The higher than expected rotational velocity of stars and gas clouds in the outskirts of galaxies is explained today by invoking dark mater that supplies not only the additional gravitational mass, but explains the amount of gravitational lensing of more distant galaxies. Furthermore, dark matter distribution about spiral galaxies places it on the outside of galaxies and not so much on the inside.

Certainly the higher than expected velocity on the outside of galaxies also translates into higher than expected kinetic energy. Should the extra kinetic also increase the gravitational stress energy tensor in that region of space.

If so, do our models already factor in kinetic energy and it's gravitational stress energy tensor, overlook it, or the effect is just too minuscule to be of any importance?

I don't expect the extra kinetic energy to be a replacement for dark matter, and suspect the effect may be too small to be of much importance, but the kinetic energy distribution around a galaxy, intuitively on the surface, appears to have the right distribution, so I'm asking generically, do astrophysics factor this in their models, or not, and if not, should it?

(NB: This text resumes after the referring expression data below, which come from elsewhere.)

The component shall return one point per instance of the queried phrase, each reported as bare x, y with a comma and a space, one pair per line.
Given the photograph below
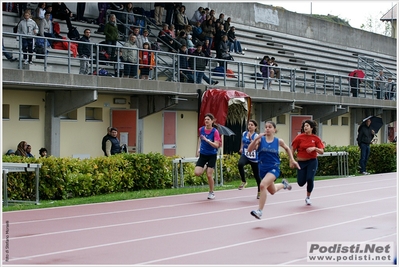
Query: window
94, 114
6, 111
345, 121
28, 112
73, 115
281, 119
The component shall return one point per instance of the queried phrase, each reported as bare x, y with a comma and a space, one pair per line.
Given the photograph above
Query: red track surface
191, 230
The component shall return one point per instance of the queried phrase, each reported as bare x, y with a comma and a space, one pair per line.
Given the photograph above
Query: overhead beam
67, 101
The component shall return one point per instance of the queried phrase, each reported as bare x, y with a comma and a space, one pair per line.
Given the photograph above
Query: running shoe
286, 184
242, 185
211, 195
257, 214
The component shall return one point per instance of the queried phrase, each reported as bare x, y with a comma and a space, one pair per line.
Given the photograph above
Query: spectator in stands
224, 52
364, 138
181, 19
40, 12
102, 12
28, 27
197, 16
197, 32
111, 35
117, 9
142, 38
220, 21
129, 18
170, 9
234, 44
158, 12
165, 37
380, 84
265, 69
130, 57
80, 11
354, 83
227, 24
8, 55
43, 152
198, 64
218, 38
190, 44
85, 52
390, 89
49, 9
209, 30
186, 74
46, 27
10, 152
21, 149
172, 31
181, 40
62, 12
146, 60
276, 71
206, 49
28, 151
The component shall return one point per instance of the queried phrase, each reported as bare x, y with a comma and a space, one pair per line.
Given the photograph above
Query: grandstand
53, 103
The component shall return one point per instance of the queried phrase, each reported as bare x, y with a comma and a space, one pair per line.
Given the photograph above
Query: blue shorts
204, 159
275, 170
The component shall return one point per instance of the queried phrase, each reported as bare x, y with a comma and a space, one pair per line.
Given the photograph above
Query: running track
191, 230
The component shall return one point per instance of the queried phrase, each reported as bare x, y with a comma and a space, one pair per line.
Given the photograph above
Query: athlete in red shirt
308, 145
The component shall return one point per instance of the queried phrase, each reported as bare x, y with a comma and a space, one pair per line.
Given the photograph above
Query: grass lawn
136, 195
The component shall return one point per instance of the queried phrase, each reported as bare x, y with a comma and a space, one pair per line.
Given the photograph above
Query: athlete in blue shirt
269, 163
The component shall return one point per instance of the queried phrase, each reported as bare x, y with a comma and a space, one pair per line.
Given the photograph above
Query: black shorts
204, 159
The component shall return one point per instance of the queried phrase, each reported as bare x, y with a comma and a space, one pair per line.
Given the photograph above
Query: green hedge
62, 178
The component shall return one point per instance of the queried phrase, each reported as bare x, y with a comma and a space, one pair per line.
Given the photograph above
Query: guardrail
343, 165
178, 174
20, 167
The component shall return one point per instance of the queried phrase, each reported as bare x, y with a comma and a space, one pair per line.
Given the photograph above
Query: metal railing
245, 74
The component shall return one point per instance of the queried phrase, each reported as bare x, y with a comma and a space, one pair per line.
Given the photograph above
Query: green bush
62, 178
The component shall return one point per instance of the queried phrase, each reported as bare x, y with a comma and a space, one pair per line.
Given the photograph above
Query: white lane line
190, 203
213, 228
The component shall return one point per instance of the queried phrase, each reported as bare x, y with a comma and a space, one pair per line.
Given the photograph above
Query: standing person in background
112, 145
85, 52
265, 69
364, 138
269, 164
28, 27
62, 12
21, 149
308, 145
249, 158
146, 60
158, 12
28, 151
130, 57
43, 152
208, 145
380, 84
111, 35
354, 83
80, 11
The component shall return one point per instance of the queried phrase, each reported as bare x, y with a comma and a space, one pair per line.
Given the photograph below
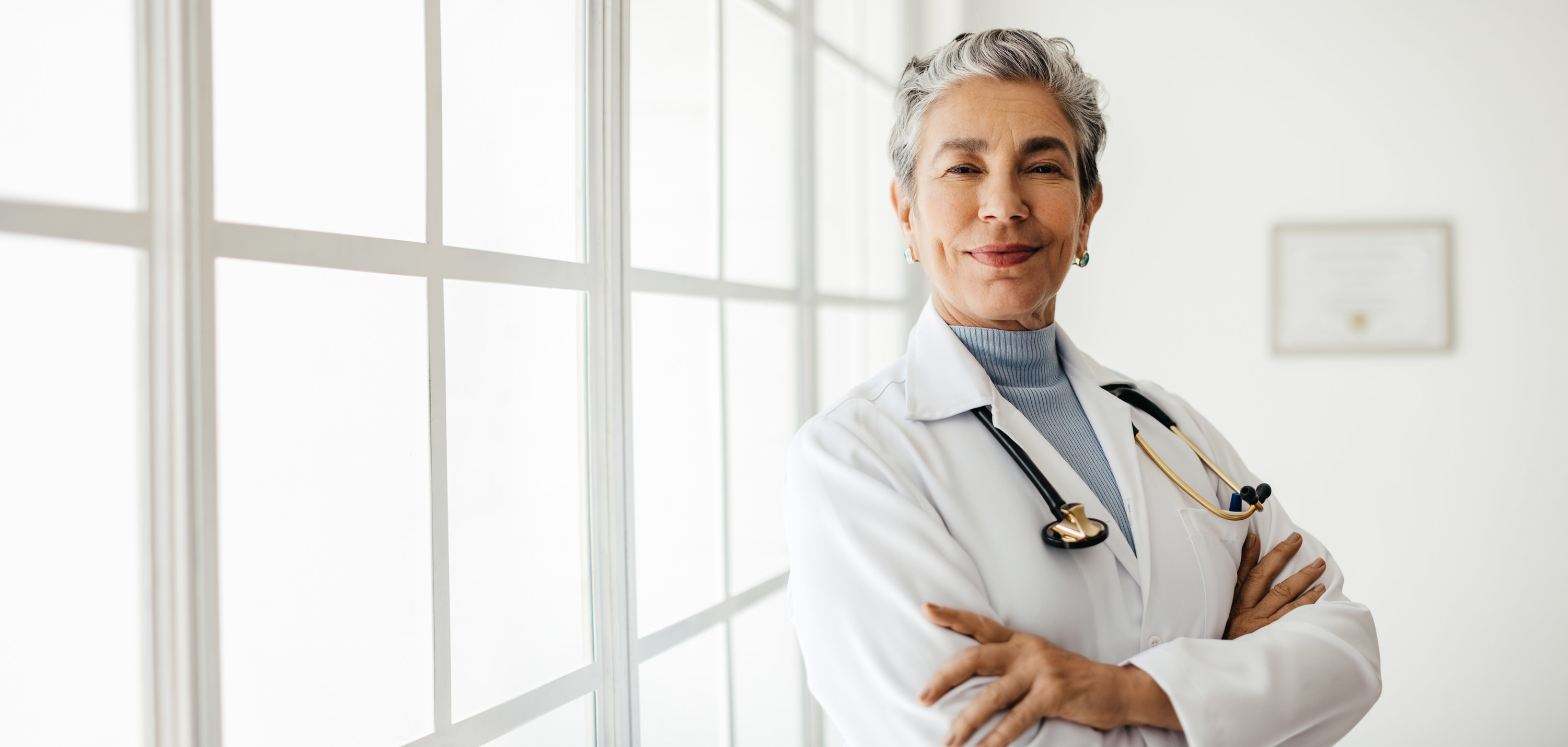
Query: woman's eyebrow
965, 146
1045, 143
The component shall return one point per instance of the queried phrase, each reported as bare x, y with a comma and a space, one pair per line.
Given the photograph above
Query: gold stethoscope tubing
1186, 487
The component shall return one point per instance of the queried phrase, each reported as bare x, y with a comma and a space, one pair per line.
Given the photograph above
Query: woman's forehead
987, 115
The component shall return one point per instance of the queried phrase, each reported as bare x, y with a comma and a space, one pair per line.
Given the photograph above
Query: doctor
926, 603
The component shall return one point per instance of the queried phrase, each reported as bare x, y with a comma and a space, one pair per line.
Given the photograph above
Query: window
419, 372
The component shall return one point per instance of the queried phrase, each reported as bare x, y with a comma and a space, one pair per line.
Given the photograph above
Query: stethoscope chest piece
1075, 530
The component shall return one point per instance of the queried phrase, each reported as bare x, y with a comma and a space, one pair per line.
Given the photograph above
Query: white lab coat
897, 495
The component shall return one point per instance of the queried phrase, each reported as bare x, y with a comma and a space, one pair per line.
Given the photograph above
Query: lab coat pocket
1217, 544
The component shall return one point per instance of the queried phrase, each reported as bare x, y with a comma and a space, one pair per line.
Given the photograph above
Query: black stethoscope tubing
1071, 516
1043, 486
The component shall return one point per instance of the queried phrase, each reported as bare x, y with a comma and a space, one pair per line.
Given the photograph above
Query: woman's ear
902, 207
1090, 209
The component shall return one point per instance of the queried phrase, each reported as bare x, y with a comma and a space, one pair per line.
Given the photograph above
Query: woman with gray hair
999, 539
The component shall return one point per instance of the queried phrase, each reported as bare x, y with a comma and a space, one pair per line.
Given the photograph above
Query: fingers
1289, 589
977, 660
1246, 569
1267, 569
1307, 599
987, 704
1018, 719
977, 627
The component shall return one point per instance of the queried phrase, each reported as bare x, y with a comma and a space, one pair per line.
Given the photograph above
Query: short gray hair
1002, 54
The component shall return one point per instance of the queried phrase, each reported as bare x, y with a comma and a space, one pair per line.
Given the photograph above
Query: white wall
1437, 478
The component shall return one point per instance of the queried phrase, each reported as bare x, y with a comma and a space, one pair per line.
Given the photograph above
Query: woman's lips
1002, 256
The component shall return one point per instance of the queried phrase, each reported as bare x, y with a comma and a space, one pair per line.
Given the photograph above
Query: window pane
883, 245
509, 124
515, 489
885, 49
676, 458
68, 118
858, 242
73, 395
681, 694
767, 675
675, 137
839, 24
570, 726
839, 164
759, 146
319, 115
854, 344
761, 412
324, 506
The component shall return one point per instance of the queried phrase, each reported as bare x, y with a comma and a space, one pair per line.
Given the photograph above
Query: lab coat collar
944, 379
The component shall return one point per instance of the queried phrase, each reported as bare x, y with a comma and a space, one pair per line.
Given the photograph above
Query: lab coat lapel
944, 379
1112, 423
1062, 476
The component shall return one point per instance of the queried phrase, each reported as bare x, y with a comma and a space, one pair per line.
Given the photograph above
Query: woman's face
998, 215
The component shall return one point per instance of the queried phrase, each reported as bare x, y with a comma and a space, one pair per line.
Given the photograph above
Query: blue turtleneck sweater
1028, 372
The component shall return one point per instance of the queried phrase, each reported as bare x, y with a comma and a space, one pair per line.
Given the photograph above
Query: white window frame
184, 240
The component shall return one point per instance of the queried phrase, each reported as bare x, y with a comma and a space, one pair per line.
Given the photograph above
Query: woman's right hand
1255, 605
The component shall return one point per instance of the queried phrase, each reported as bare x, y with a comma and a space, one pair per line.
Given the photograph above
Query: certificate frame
1429, 240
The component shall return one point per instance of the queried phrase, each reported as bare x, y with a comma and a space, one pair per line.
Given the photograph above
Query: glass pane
570, 726
319, 115
73, 398
515, 489
676, 458
883, 243
885, 48
854, 344
767, 675
68, 118
510, 127
858, 242
761, 412
839, 185
839, 24
681, 694
324, 506
759, 146
675, 137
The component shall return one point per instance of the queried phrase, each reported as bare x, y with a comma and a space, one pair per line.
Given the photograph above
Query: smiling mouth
1002, 256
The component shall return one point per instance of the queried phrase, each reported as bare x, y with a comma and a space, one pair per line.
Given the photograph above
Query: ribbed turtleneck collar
1015, 359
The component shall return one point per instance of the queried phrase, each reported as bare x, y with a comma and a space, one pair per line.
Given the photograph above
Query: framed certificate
1362, 289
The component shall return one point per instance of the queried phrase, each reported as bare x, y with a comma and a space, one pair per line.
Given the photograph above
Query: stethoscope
1073, 528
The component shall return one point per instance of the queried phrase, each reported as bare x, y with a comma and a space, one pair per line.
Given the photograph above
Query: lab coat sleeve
866, 552
1304, 680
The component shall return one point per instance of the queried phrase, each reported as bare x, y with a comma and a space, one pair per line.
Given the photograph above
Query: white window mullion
435, 309
175, 43
606, 138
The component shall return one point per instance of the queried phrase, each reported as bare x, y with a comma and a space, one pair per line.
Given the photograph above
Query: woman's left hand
1039, 680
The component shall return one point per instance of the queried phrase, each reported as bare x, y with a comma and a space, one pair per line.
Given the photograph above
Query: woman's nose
1002, 203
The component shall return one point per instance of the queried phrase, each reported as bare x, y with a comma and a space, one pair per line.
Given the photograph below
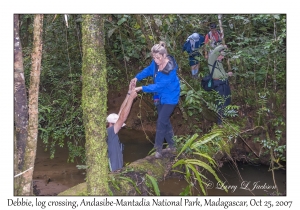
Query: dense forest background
256, 55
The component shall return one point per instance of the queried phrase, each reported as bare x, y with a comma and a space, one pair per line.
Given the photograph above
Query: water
52, 176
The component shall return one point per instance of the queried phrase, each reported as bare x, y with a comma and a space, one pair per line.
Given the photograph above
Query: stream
52, 176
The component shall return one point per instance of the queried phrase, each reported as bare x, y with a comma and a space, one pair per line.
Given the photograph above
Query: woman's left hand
137, 89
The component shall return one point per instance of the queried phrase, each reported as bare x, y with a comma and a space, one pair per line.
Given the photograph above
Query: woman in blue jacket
166, 91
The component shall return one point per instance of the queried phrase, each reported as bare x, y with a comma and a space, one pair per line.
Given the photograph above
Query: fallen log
133, 178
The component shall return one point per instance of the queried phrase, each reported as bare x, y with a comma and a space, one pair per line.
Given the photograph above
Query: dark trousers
223, 88
164, 128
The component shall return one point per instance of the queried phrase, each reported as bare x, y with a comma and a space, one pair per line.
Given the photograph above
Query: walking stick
223, 40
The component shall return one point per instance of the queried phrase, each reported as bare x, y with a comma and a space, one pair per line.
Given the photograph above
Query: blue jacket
166, 83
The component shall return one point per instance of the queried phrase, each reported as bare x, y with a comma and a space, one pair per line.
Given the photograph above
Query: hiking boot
158, 155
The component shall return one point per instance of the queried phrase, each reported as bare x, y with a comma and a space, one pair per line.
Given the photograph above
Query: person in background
212, 39
221, 83
166, 91
191, 46
115, 123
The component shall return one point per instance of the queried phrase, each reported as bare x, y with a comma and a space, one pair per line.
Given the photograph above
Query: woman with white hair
115, 123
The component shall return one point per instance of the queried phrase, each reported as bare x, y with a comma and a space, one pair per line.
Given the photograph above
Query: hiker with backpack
220, 77
192, 46
212, 39
166, 91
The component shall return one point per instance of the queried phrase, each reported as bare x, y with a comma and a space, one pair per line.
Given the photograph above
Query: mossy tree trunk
94, 99
32, 130
20, 108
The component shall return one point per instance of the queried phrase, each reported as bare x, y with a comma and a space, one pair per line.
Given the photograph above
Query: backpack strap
213, 68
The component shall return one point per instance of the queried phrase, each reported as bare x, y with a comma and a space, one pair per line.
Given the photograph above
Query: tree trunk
94, 103
137, 172
20, 107
36, 58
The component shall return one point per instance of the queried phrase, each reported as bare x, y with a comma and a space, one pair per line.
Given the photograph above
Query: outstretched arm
125, 107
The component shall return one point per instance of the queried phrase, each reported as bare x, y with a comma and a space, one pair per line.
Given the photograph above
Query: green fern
154, 184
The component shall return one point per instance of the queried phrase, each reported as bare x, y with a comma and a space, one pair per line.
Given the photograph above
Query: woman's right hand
134, 80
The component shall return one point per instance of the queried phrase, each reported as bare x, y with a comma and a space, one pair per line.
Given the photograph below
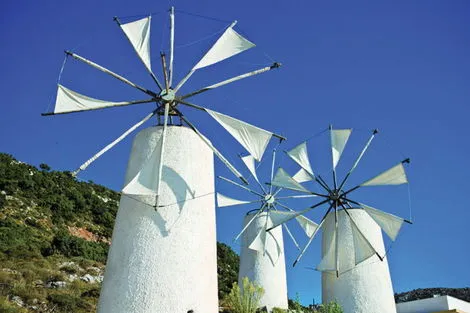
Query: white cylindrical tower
165, 260
364, 288
267, 270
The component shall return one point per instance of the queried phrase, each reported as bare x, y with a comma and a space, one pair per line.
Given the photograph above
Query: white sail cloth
252, 138
223, 201
339, 138
138, 33
394, 176
284, 180
249, 161
302, 176
68, 100
228, 45
333, 258
145, 182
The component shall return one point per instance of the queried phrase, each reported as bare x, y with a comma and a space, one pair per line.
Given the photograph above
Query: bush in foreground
245, 299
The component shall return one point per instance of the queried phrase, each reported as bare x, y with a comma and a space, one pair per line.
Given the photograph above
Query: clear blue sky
401, 66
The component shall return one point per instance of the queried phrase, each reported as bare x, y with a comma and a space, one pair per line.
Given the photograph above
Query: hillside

It is miniscule. General Relativity is not required to understand the dynamics of galaxies. Motions are non-relativistic, a few 100 km/s at most, so the kinetic energy of objects is always much smaller than their rest mass energy.

Another way of seeing this is to calculate $GM/Rc^2$, a ratio which tells you the relative size of errors you will get in ignoring GR in any calculation.

For our Galaxy, we might say there is about $M\sim 10^{11} M_{\odot}$ within $R\sim 15$ kpc, and the ratio is then $3\times 10^{-7}$, which indicates Newtonian gravity is fine for most purposes.